Their research uncovered specialized "sentinels" within the immune system that eliminate rogue defense cells capable of harming the body.
These findings are now enabling new treatments for immune disorders and malignancies.
These laureates will divide a monetary award valued at 11 million SEK.
Crucial Findings
"Their work has been essential for understanding how the immune system operates and why we do not all suffer from serious self-attack conditions," stated the head of the Nobel Committee.
This trio's research address a fundamental question: In what way does the immune system defend us from countless infections while keeping our own tissues unharmed?

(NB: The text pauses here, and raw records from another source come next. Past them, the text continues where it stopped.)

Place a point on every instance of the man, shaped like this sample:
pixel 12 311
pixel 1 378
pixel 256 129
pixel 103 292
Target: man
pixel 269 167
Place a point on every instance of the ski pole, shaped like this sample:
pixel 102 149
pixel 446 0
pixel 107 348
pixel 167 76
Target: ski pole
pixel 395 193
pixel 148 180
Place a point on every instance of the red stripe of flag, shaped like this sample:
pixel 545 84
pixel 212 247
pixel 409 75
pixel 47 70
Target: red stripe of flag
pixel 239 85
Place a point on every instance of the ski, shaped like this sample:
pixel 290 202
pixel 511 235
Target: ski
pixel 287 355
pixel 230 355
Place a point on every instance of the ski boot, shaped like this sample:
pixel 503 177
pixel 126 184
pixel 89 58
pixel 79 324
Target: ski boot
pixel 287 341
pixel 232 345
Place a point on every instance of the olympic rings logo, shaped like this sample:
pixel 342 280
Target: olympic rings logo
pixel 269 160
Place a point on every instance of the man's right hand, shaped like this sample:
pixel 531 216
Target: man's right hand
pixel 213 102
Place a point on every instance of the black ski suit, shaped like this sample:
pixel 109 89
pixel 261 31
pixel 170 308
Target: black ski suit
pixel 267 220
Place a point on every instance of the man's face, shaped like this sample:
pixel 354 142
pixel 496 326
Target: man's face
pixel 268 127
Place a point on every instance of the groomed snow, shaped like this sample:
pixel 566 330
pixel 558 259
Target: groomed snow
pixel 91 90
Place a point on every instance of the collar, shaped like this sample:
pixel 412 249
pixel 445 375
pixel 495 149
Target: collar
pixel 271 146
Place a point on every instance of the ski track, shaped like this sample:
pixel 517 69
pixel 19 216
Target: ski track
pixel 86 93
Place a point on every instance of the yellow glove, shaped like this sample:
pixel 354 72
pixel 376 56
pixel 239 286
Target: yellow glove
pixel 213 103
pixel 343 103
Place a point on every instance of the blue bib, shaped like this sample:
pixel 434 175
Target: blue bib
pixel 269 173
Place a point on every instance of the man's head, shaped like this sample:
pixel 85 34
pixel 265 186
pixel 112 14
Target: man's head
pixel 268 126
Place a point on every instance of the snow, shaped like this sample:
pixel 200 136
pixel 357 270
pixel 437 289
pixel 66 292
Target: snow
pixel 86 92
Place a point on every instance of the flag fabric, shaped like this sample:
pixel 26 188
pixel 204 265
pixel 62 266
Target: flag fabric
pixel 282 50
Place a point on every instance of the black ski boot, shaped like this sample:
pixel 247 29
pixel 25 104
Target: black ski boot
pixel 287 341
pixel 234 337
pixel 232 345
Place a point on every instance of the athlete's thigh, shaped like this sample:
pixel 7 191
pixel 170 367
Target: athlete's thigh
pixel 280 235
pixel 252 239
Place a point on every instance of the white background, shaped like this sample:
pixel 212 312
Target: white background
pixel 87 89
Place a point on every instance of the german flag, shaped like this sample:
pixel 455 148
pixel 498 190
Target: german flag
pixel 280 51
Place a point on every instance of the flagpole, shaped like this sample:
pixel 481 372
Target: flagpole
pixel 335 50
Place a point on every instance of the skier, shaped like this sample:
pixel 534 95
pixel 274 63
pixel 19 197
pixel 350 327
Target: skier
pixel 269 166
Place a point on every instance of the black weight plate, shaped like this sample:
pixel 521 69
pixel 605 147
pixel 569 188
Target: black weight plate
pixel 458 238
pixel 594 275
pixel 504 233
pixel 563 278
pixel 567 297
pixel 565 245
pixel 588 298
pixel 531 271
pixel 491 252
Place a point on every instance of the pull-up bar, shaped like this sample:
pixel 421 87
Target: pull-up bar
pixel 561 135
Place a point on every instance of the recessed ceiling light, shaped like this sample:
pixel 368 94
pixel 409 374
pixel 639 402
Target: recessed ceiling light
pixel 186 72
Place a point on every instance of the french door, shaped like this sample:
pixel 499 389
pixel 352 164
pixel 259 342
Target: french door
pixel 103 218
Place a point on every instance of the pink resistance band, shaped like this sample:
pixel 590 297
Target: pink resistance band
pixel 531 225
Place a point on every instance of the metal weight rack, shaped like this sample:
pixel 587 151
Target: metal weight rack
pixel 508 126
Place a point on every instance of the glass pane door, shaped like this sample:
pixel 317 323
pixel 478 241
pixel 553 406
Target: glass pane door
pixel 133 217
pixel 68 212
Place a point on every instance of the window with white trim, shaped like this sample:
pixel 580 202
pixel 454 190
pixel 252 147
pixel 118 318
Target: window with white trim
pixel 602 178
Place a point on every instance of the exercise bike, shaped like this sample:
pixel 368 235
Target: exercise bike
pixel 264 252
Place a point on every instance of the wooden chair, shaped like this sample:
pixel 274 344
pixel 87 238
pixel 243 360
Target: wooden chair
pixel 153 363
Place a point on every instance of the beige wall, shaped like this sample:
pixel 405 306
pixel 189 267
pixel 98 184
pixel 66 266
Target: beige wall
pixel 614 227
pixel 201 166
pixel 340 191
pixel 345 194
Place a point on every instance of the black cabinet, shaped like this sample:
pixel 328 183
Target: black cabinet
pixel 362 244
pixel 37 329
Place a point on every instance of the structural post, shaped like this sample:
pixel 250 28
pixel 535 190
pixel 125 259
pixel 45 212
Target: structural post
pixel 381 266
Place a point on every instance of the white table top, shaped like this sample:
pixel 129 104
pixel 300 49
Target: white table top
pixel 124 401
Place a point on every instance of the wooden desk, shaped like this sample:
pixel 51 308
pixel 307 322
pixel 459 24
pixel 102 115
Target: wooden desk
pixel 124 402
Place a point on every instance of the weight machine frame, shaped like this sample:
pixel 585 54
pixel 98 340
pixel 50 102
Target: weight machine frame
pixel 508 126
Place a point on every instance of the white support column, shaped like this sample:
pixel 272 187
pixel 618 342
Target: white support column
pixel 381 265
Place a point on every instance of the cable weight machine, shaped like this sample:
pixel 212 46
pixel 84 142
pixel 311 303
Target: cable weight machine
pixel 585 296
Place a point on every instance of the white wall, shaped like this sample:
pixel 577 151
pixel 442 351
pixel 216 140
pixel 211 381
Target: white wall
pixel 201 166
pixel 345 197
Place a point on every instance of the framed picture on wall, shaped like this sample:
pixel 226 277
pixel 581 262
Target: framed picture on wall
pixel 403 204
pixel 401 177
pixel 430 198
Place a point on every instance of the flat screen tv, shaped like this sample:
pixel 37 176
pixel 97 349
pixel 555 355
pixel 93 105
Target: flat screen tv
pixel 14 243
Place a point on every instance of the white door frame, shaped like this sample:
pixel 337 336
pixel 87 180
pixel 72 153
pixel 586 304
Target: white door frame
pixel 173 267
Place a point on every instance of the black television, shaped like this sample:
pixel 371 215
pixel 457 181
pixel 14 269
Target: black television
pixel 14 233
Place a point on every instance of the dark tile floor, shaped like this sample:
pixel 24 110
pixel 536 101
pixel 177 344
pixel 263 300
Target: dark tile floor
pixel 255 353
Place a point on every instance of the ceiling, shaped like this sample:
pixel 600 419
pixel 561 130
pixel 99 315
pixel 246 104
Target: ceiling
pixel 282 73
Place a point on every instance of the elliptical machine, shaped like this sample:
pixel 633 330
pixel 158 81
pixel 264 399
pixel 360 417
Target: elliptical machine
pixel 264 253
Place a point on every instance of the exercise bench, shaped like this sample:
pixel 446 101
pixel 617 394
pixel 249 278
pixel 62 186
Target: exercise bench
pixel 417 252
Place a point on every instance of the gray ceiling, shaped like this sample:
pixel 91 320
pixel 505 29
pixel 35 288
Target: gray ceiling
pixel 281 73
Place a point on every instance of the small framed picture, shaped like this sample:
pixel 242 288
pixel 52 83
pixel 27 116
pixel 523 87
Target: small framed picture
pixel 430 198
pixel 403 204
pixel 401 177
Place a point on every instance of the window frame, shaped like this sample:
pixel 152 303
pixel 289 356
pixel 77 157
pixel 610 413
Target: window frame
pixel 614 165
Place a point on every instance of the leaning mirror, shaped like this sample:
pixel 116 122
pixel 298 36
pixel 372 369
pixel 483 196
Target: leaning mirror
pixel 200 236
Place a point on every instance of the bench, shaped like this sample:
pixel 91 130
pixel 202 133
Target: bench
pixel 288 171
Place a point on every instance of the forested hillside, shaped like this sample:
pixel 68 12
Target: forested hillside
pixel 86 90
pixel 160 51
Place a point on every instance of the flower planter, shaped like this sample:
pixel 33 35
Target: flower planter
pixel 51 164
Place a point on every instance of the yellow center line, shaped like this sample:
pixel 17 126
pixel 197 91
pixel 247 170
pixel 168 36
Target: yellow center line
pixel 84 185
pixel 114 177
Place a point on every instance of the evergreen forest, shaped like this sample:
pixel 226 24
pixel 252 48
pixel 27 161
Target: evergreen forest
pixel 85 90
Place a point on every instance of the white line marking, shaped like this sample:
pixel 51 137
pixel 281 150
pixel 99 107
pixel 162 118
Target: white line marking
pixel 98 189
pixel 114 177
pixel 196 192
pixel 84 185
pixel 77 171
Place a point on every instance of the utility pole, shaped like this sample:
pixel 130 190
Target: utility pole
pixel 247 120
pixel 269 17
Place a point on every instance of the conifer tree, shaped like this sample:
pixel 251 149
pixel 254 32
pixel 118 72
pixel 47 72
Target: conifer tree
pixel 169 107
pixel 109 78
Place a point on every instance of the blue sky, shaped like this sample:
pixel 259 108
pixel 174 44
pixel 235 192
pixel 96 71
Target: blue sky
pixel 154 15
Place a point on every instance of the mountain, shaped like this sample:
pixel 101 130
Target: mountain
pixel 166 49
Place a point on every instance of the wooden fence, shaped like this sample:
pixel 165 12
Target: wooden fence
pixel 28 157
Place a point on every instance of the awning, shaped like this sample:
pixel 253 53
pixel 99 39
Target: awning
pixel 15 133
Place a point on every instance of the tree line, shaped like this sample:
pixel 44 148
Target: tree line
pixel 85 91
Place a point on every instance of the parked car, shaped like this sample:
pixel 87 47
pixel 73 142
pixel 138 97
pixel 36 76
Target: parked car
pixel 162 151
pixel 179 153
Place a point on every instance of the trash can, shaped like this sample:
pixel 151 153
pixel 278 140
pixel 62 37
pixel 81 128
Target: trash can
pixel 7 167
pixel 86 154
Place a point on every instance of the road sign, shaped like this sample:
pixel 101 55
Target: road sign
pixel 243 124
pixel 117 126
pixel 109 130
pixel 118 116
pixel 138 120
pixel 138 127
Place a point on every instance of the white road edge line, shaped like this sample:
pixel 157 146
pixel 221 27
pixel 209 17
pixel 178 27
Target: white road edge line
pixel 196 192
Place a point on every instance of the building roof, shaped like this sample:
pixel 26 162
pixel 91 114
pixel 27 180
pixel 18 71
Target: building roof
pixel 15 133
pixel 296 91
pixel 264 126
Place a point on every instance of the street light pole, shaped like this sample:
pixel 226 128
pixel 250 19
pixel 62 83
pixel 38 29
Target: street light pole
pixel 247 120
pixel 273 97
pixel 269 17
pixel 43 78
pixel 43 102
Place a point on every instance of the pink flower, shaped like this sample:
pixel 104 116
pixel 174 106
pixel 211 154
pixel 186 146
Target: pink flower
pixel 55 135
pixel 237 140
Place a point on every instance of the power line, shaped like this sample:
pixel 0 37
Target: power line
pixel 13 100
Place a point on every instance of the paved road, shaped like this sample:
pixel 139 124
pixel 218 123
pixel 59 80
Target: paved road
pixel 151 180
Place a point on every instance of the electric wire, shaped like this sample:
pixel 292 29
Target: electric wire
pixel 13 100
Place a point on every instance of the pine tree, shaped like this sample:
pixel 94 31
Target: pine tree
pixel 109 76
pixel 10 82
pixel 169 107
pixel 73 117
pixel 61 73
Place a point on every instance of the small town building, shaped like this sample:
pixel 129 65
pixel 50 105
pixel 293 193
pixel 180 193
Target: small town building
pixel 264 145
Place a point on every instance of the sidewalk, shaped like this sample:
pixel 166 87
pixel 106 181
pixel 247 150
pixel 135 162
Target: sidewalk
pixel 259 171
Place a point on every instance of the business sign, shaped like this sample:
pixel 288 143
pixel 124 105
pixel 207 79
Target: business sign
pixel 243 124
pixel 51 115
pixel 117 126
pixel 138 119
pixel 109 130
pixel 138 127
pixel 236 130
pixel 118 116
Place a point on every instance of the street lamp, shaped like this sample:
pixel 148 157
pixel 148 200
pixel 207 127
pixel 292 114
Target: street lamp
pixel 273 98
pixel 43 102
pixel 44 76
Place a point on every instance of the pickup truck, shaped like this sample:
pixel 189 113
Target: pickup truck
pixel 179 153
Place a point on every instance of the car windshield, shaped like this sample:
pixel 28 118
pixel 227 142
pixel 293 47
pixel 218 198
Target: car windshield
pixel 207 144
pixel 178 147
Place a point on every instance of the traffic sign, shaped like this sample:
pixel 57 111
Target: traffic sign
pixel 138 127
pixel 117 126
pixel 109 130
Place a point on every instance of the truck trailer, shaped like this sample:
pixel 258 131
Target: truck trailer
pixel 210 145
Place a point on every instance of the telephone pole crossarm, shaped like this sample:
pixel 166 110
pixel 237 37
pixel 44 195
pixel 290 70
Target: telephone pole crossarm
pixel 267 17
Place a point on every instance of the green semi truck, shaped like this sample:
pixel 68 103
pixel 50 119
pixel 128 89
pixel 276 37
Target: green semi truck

Our immune system employs immune cells that search for indicators of infection, including viruses and bacteria it has never encountered.
Such cells utilize detectors—known as recognition units—that are generated by chance in a vast number of combinations.
This provides the immune system the capacity to fight a broad range of invaders, but the unpredictability of the process inevitably creates immune cells that can attack the host.
Security Guards of the Body
Scientists earlier understood that some of these problematic defense cells were destroyed in the thymus—where immune cells mature.
The latest award honors the discovery of T-reg cells—known as the immune system's "security guards"—which travel through the system to disarm other defenders that attack the healthy cells.
We know that this mechanism malfunctions in self-attack conditions such as juvenile diabetes, multiple sclerosis, and rheumatoid arthritis.
A Nobel panel stated, "The findings have established a new field of investigation and spurred the development of new therapies, for example for cancer and autoimmune diseases."
In malignancies, regulatory T-cells prevent the system from fighting the tumor, so studies are aimed at lowering their numbers.
In autoimmune diseases, experiments are testing boosting regulatory T-cells so the organism is not under attack. A similar method could also be useful in minimizing the risks of transplanted organ failure.
Pioneering Studies
Prof Shimon Sakaguchi, of Osaka University, performed tests on rodents that had their thymus extracted, causing self-attack conditions.
He demonstrated that injecting immune cells from other mice could stop the illness—suggesting there was a mechanism for preventing immune cells from harming the host.
Dr. Brunkow, from the Institute for Systems Biology in Seattle, and Fred Ramsdell, currently at Sonoma Biotherapeutics in San Francisco, were studying an genetic immune disorder in rodents and humans that resulted in the discovery of a genetic factor vital for the way T-regs function.
"Their pioneering work has revealed how the immune system is controlled by T-reg cells, stopping it from accidentally attacking the healthy cells," said a leading physiology expert.
"This research is a striking example of how basic physiological research can have broad consequences for human health."